Verwunderung über jedes Vorhaben, die Welt zu ändern, kann daran einsetzen, dass gerade die Welt seit langem als eine Ordnung galt, die, wenngleich aus sich heraus in Bewegung, dem menschlichen Willen zur Veränderung entzogen ist. Die Schrift Über die Welt, die früher Aristoteles zugeschrieben wurde, doch nach seiner Zeit, vielleicht um 200 vor Christus, entstand, nennt Welt »die Ordnung [taxis] und Einrichtung [diakosmēsis] des Alls, die von Gott [theou] und durch Gott [theon] gewahrt wird. Ihre Mitte [meson], die unbewegt und ortsfest ist, hält die lebentragende Erde [], Heimstatt und Mutter mannigfacher Wesen. Der Raum über ihr ist ein Ganzes und gänzlich abgeschlossen; seine höchste Region, der Wohnsitz der Götter, wird Himmel [ouranos] genannt. Erfüllt mit göttlichen Körpern, die wir Gestirne [astra] zu nennen pflegen, ist er in ewiger Bewegung [kinēsin aidion] und tanzt in kreisendem Umschwung mit all diesen Körpern ewig und unaufhörlich den Reigen. Da aber der ganze Himmel und der Kosmos kugelförmig [sphairoeidous] sind und sich, wie gesagt, unaufhörlich bewegen, müssen zwei gegenüberliegende Punkte unbewegt [akinēta] bleiben, wie bei einer Kugel, die in der Drehbank kreist, diese Punkte starr bleiben und die Kugel festhalten.«

Ganz so dürfte die Welt nach Erkenntnissen moderner Astronomie nicht beschaffen sein. Für Choreografie zum Beispiel – synanachōreuei, heißt es bei (Pseudo-)Aristoteles – hat diese wenig Sinn. Doch die Unterschiede im Bild von der Welt scheinen für das Thema unerheblich vor dem Umstand, dass diese, so oder so, schon da war, ehe es Menschen gab, und noch da sein wird, wenn es keine mehr gibt. Zwischenzeitliche Versuche derselben, sie zu ändern, würden eine so verstandene Welt nicht tangieren.

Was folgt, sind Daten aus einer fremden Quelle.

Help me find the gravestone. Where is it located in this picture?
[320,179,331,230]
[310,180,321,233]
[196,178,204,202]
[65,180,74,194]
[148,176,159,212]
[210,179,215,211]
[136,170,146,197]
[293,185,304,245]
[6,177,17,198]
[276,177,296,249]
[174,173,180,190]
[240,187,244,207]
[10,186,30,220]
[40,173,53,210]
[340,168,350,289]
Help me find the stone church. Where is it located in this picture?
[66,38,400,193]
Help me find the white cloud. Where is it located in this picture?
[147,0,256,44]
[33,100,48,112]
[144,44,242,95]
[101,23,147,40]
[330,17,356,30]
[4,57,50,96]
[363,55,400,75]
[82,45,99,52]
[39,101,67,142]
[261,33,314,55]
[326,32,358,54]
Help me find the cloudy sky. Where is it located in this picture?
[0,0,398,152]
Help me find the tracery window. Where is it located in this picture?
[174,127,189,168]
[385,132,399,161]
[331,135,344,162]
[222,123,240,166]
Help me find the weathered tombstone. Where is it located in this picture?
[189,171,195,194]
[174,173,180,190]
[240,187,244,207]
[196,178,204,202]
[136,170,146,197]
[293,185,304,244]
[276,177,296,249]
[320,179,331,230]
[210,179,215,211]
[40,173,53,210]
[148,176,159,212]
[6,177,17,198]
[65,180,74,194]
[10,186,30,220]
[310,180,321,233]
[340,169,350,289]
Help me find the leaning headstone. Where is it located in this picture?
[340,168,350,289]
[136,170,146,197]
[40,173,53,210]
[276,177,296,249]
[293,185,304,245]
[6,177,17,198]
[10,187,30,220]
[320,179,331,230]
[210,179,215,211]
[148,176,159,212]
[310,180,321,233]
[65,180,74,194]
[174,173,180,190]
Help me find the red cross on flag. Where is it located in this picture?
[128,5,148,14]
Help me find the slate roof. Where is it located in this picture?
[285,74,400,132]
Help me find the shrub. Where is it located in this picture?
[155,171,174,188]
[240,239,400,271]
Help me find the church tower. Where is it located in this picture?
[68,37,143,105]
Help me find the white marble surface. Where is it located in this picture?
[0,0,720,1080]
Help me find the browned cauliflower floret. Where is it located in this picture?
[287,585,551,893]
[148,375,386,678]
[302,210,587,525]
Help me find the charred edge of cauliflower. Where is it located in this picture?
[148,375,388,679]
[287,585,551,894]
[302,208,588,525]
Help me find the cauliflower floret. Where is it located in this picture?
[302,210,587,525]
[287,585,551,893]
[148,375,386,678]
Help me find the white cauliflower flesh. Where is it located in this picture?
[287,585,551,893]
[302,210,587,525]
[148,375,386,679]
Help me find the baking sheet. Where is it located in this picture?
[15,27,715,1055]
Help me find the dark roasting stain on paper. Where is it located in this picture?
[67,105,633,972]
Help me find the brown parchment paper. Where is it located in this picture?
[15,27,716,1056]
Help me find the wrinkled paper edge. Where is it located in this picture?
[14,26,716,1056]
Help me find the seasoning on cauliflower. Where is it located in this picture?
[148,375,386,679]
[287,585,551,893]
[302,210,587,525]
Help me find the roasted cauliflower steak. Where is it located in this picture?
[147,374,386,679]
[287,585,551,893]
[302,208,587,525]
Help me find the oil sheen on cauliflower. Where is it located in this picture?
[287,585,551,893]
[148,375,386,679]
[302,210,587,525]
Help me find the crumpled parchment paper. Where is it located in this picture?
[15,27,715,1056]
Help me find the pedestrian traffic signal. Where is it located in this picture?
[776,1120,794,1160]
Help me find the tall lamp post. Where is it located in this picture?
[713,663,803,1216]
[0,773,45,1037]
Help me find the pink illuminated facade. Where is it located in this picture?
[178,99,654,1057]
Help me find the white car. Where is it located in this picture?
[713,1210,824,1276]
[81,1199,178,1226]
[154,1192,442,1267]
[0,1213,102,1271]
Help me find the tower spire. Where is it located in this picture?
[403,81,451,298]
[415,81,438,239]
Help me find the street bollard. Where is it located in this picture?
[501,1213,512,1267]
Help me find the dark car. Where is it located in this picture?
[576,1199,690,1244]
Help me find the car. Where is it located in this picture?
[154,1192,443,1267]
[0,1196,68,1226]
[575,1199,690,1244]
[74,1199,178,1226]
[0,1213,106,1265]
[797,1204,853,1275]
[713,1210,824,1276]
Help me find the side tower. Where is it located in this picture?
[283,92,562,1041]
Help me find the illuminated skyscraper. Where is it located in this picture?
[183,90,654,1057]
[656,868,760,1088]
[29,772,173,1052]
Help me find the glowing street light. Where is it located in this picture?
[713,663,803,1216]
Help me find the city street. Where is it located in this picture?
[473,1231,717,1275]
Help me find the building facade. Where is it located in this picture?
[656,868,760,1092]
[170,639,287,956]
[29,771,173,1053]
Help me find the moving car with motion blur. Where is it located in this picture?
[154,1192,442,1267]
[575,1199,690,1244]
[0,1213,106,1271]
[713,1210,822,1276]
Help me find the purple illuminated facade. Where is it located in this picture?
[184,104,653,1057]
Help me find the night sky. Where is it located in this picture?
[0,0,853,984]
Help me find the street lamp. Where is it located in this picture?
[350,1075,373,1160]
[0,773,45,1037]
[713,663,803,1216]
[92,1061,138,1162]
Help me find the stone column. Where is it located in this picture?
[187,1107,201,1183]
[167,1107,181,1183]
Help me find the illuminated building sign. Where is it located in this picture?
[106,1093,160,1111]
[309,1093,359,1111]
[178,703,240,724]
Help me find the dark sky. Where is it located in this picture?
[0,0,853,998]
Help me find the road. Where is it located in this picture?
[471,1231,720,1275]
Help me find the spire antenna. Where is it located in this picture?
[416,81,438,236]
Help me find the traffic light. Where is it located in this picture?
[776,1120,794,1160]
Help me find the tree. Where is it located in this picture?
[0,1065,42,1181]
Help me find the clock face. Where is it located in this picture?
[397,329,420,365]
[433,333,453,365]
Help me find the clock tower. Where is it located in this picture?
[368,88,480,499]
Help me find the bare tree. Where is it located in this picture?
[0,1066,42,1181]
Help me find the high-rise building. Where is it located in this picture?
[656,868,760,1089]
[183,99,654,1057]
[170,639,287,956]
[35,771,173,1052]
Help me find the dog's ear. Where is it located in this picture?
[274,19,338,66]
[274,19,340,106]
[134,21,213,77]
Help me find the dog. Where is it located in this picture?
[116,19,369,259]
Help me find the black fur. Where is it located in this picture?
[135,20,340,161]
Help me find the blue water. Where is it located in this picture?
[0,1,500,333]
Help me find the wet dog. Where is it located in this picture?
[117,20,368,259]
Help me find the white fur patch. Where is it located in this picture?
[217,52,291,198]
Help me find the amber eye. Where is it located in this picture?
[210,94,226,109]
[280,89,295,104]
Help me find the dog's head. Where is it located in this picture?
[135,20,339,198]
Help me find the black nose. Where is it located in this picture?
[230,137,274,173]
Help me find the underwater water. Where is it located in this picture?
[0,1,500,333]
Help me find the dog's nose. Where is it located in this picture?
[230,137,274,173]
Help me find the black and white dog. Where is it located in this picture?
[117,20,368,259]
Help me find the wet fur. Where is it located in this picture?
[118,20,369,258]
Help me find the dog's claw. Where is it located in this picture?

Es muss demnach neben der Gleichsetzung von Welt und Universum noch einen anderen, modernen Weltbegriff geben, der sich vom antiken so unterscheidet, dass Raum entsteht für die wohl gleichfalls moderne Idee der Weltveränderung. Allerdings liegt die Sache schon für das Altertum nicht so eindeutig, wie es der Rekurs auf die Schrift Über die Welt nahelegt. Martin Heidegger hat triftig darauf hingewiesen, dass in der ältesten philosophischen Überlieferung, den Fragmenten der Vorsokratiker, »Welt« nicht etwa begriffen wird als eine unabhängig von den Menschen einfach vorhandene Ansammlung all dessen, was ist (summa rerum), sondern von vornherein »in Beziehung gebracht« ist »zu Grundweisen, in denen das menschliche Dasein faktisch existiert«. Dies geht etwa hervor aus Heraklits Fragment 89, welches Heidegger so wiedergibt: »Den Wachen gehört eine [hena] und daher gemeinsame [koinon] Welt, jeder Schlafende dagegen wendet sich seiner eigenen [idion] Welt zu.«

Heidegger neigte dazu, die ursprüngliche philosophische Bedeutung eines Begriffs oder Wortes für wahrer zu halten als die spätere vulgäre. Das war fahrlässig. Denn stets könnte das nachgeborene vulgus Recht haben gegenüber einer älteren Philosophie. Heraklits Satz deutet jedoch wirklich auf etwas, das später unkenntlich wurde. Denn dieser Satz reicht weit über das hinaus, was er zunächst erschließen soll, die Eigentümlichkeit einer Traumwelt. Die philosophische Entdeckung ist vielmehr die der Eigenwelt – idios kosmos, in Heraklits Worten –, deren Charakter sich vielleicht am besten in Analogie zur Bindung des Sehens an einen Horizont erschließt. Wer im Freien über die Felder schaut, für den sieht es unvermeidlich so aus, als berühre am Horizont der Himmel die Erde. So jemand kann sich denken, ja wissen, dass am Ende der Felder das, was man so »den Himmel« nennt, ebenso hoch über ihm wäre wie am Blickpunkt, den er gerade einnimmt; er kann ferner sich denken und wissen, dass hinter der Linie, bis zu der sein Auge reicht, wieder vieles andere liegt. Doch für den Blick, insofern er Blick ist, nicht Gedanke oder Wissen, ist am Horizont die Welt zu Ende.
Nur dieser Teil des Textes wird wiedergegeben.